They are. Rugby gets significantly fewer head injuries and those that occur are less severe. The perceived safety leading to greater risks and injury is a well-documented phenomenon, not just with football.
I don't disagree at all, and I think some of this can be seen by examining why the United States is the defending Olympic rugby champion--since 1924.
Here is a description of how it happened, but my summary is all you really need.
The USA had legitimately won the gold medal in 1920, but the sport had been abandoned in the country almost immediately. When 1924 rolled around, the country had no active rugby players. The games were to be held in France, and the French rugby team was confident they would win easily. Part of the reason, surprisingly, was the ugly rowdiness of their fans--the English team refused to play because of them. The French demanded that the USA produce a team so they could dethrone the defending champions, and the USA produced a team with a few of the people from the last team, people who had not played the game since. The rest of the team was made up of football players who had never played rugby.

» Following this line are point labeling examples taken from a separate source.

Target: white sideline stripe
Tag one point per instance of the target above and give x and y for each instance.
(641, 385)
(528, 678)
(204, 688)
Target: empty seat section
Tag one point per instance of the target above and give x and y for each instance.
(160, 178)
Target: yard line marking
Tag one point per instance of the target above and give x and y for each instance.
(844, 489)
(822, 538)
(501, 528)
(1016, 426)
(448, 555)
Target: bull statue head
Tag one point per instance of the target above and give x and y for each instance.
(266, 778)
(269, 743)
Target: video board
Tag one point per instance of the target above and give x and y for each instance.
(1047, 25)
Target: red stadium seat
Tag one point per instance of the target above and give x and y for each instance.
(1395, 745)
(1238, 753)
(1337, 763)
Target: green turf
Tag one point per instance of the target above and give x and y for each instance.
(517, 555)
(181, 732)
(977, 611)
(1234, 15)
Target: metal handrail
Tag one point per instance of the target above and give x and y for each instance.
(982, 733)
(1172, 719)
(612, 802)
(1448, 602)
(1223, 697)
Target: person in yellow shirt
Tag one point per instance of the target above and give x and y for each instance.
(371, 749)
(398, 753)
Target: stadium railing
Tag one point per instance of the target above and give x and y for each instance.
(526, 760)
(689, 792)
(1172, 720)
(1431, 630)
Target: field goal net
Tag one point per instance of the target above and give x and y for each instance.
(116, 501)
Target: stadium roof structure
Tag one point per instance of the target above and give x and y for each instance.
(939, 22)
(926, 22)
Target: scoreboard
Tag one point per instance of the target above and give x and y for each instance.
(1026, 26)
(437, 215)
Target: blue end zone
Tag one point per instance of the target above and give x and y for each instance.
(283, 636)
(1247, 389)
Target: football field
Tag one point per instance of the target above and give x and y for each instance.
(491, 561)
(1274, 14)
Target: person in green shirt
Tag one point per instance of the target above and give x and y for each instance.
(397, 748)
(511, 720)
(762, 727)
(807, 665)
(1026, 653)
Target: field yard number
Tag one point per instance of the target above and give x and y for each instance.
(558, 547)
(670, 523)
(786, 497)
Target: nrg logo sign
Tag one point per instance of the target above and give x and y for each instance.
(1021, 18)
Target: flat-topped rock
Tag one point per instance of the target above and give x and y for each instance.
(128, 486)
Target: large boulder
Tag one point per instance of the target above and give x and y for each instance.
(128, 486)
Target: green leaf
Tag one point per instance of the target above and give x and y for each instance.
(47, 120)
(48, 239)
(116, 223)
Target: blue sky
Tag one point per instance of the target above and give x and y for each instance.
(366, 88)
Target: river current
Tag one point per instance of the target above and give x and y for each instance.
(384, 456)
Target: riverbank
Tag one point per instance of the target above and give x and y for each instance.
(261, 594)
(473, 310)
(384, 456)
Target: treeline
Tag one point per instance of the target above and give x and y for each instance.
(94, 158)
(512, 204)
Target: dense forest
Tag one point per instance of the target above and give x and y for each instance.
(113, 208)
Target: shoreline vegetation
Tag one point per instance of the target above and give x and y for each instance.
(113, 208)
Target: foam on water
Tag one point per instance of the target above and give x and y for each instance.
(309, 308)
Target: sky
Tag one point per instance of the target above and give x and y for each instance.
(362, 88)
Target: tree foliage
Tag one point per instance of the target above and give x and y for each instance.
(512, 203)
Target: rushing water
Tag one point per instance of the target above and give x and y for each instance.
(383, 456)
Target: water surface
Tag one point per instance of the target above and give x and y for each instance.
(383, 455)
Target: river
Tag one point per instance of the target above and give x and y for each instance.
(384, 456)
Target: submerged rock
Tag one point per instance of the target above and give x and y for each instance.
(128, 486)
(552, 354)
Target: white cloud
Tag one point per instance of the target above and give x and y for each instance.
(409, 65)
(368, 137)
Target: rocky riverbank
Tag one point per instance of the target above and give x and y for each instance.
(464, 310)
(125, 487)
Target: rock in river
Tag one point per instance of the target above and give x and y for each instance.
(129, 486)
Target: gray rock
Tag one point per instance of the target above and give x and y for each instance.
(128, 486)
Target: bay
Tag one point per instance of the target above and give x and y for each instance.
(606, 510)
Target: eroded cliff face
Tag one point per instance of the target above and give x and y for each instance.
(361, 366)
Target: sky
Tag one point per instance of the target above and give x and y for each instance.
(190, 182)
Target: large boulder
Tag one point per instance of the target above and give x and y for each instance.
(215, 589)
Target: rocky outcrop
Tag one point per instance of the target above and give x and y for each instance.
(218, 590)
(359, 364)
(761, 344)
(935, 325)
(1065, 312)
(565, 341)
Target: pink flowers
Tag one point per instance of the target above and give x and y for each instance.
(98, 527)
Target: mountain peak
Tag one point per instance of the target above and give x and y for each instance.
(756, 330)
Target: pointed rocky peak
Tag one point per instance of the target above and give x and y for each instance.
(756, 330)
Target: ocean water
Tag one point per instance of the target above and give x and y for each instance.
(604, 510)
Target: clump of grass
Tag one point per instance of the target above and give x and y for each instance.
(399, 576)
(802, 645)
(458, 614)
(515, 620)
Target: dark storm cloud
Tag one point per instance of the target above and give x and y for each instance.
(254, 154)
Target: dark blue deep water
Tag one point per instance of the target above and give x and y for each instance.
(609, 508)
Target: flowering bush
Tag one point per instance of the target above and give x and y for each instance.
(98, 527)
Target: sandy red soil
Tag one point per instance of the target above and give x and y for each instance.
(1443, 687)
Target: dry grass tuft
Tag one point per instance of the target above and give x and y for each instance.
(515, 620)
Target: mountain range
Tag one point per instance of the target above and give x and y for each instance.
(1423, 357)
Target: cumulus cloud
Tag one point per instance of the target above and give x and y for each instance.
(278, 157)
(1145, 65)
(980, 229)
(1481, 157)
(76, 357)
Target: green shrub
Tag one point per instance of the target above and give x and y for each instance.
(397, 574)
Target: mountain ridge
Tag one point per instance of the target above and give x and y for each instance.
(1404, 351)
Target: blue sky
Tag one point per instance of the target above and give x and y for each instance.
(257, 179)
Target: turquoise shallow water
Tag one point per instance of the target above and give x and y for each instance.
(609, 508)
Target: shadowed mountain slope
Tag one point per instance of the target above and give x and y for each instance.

After limited training, including in England where they learned the basics of the game, they went to Paris to play. As the game went on, the French (who clearly hated Americans) were winning, and they were playing dirty as well. The American football players decided to stop playing like rugby players and start playing like football players, using low, hard, driving tackles rather then the upper body wrestling tackles used in rugby. They injured the dirtiest of the French players this way, and they won the game and the gold medal.
The Americans are the reigning champions now because rugby was dropped from the olympics after that. Various reasons were given, but many sports historians were afraid that the tactics by which a group of football players who had barely ever seen a rugby match, let alone play in one, could win the Olympic gold medal would become the norm for the game.
It is not just the equipment. There is a gentleman's agreement as to how the game should be played, even if playing it differently might be more effective.
Another example, BTW, is shin guards in soccer. Before shin guards became the norm, there was a gentleman's agreement not to use tackling techniques that could potentially injure a player. With mandatory shin guards, that gentleman's agreement became a relic of the past.